Bien que les électeurs français aient rejeté le Rassemblement National d’extrême droite le week-end dernier lors des élections, en apportant la majeure partie de leur soutien soit au RN soit à la gauche, ils ont tout de même rejeté l’internationalisme libéral d’Emmanuel Macron. Ce faisant, la France s’est jointe à la vague montante contre la mondialisation néolibérale.
La France est arrivée sur le tard. Jusqu’à il y a environ 15 ans, l’économie mondiale s’était libéralisée de manière constante depuis des décennies, alors qu’un prétendu Consensus de Washington encourageait les pays du monde entier à ouvrir leurs frontières au commerce, à l’investissement et à la migration de la main-d’œuvre. En conséquence, tout au long de l’ère néolibérale, qui a culminé avec le retour de la Chine dans le système commercial mondial après la mort de Mao Zedong, le commerce a augmenté encore plus rapidement que le PIB mondial et a stimulé la croissance économique partout. Pendant ce temps, le vieillissement des pays occidentaux rendait les immigrants de plus en plus vitaux pour les marchés du travail occidentaux.

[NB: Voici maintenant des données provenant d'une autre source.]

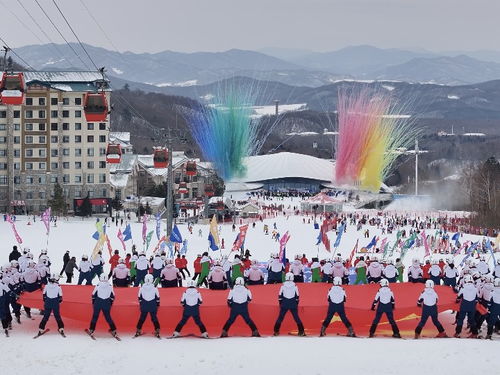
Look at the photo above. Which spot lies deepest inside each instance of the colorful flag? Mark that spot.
(108, 242)
(239, 242)
(426, 244)
(144, 227)
(46, 219)
(353, 252)
(148, 238)
(372, 243)
(213, 235)
(122, 239)
(175, 236)
(339, 236)
(18, 237)
(127, 233)
(158, 224)
(283, 241)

Tout cela s’est arrêté avec la crise financière de 2008. Alors que les dirigeants des pays occidentaux ont initialement tenté de restaurer la primauté de la mondialisation néolibérale, une révolte populiste croissante contre celle-ci avait commencé. Les deux chocs du référendum sur le Brexit en 2016 et de la victoire de Donald Trump aux élections présidentielles américaines semblaient symboliser le début d’un grand renversement.

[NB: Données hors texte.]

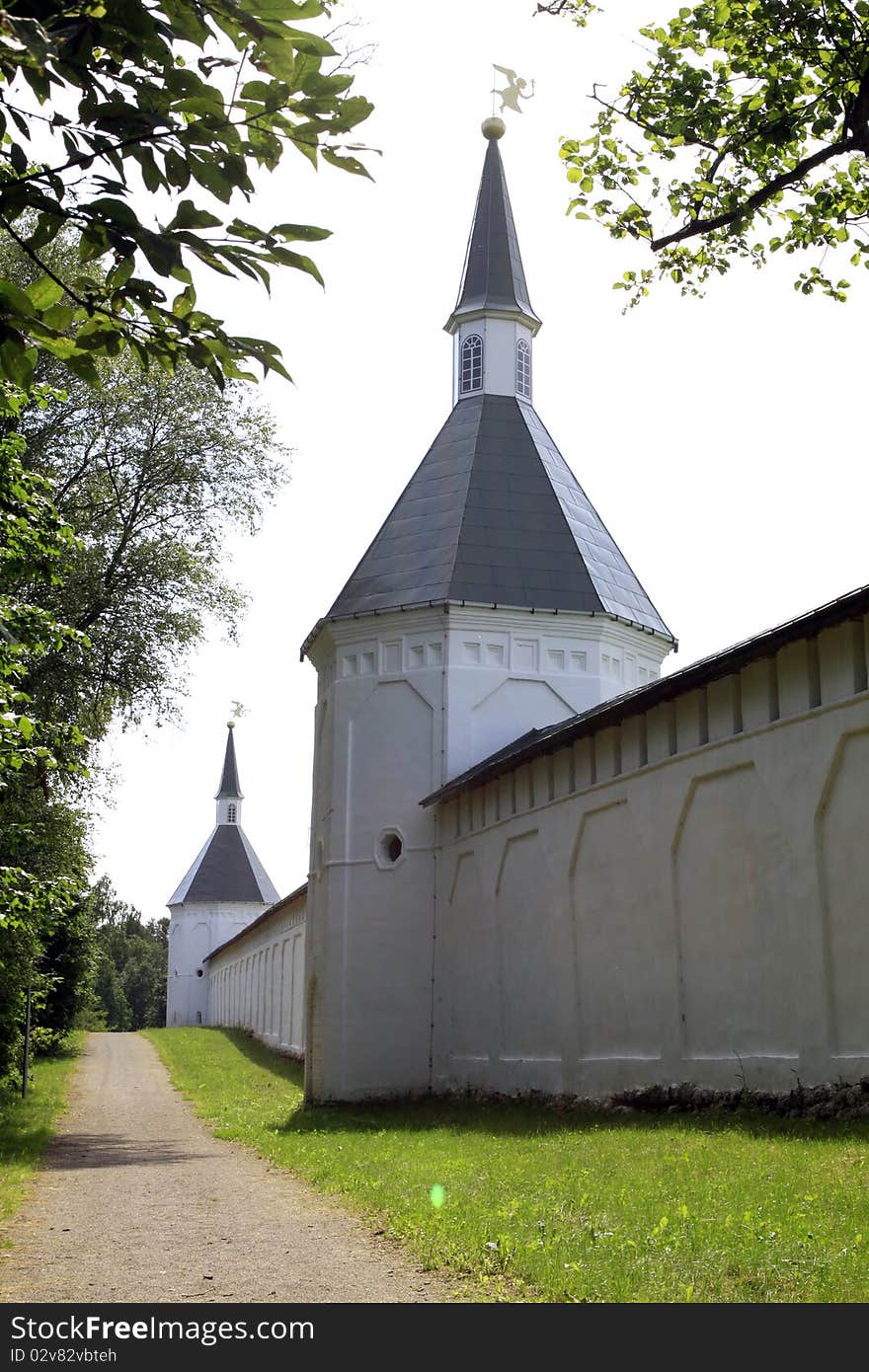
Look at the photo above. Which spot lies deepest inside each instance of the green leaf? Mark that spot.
(45, 292)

Face à cette offensive, Emmanuel Macron a lancé une attaque de la dernière chance lors de l’élection présidentielle française de 2017, battant Marine Le Pen du Front National avec un programme ouvertement libéral et pro-européen. Pourtant, son triomphe se révélerait de courte durée. En plus de l’anxiété croissante concernant l’immigration, le sentiment public continuait de se retourner contre le libéralisme économique, le multilatéralisme, les frontières ouvertes et, en Europe, l’intégration continentale. Aujourd’hui, la France rejoint une liste de plus en plus longue de pays européens où les populistes de droite, certains ayant des racines dans des mouvements de l’ère fasciste, sont au pouvoir ou en progression constante. L’extrême droite est déjà au gouvernement en Italie, aux Pays-Bas, en Finlande, en Croatie, en Hongrie, en Slovaquie et en Tchéquie, tandis qu’elle est encore en progression en France, en Allemagne, en Autriche, en Belgique et au Royaume-Uni, où le parti Reform de Nigel Farage a finalement obtenu une place au parlement à partir de laquelle il vise à prendre le contrôle de la droite britannique.

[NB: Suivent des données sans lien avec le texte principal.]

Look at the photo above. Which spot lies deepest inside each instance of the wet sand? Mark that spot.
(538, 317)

Ce changement d’humeur s’est étendu bien au-delà de l’Europe. Dans tout l’Occident, la porte ouverte au commerce, à l’investissement et à l’immigration se rétrécit. Alors que l’Amérique n’est pas allée jusqu’à payer des pays voisins pour appréhender les migrants, comme c’est le cas en Europe, l’administration Biden a reconnu à quel point la question de la frontière est devenue un enjeu puissant en cette année électorale volatile, et a considérablement réduit le nombre de personnes autorisées à entrer. Au Canada, traditionnellement un pays accueillant pour les nouveaux arrivants, le gouvernement a été contraint de répondre à une pénurie de logements en plafonnant temporairement l’immigration.
En parallèle, le président Biden a commencé à imposer des tarifs sur les importations de produits chinois et a porté un regard plus méfiant sur les investissements dans les industries qu’il considère comme stratégiques. Des tactiques protectionnistes similaires émergent ailleurs : entre 2018 et 2022, le nombre de mesures restrictives à travers le monde a été multiplié par six. De plus, la réduction des risques et le recentrage sur les amis sont devenus très populaires à la suite de la pandémie de Covid, qui a mis en lumière la fragilité des chaînes d’approvisionnement mondiales. En conséquence, les indicateurs communs de la mondialisation se sont maintenant inversés : après des décennies de croissance plus rapide que l’économie mondiale, le commerce international et l’investissement direct étranger sont tous deux en recul relatif.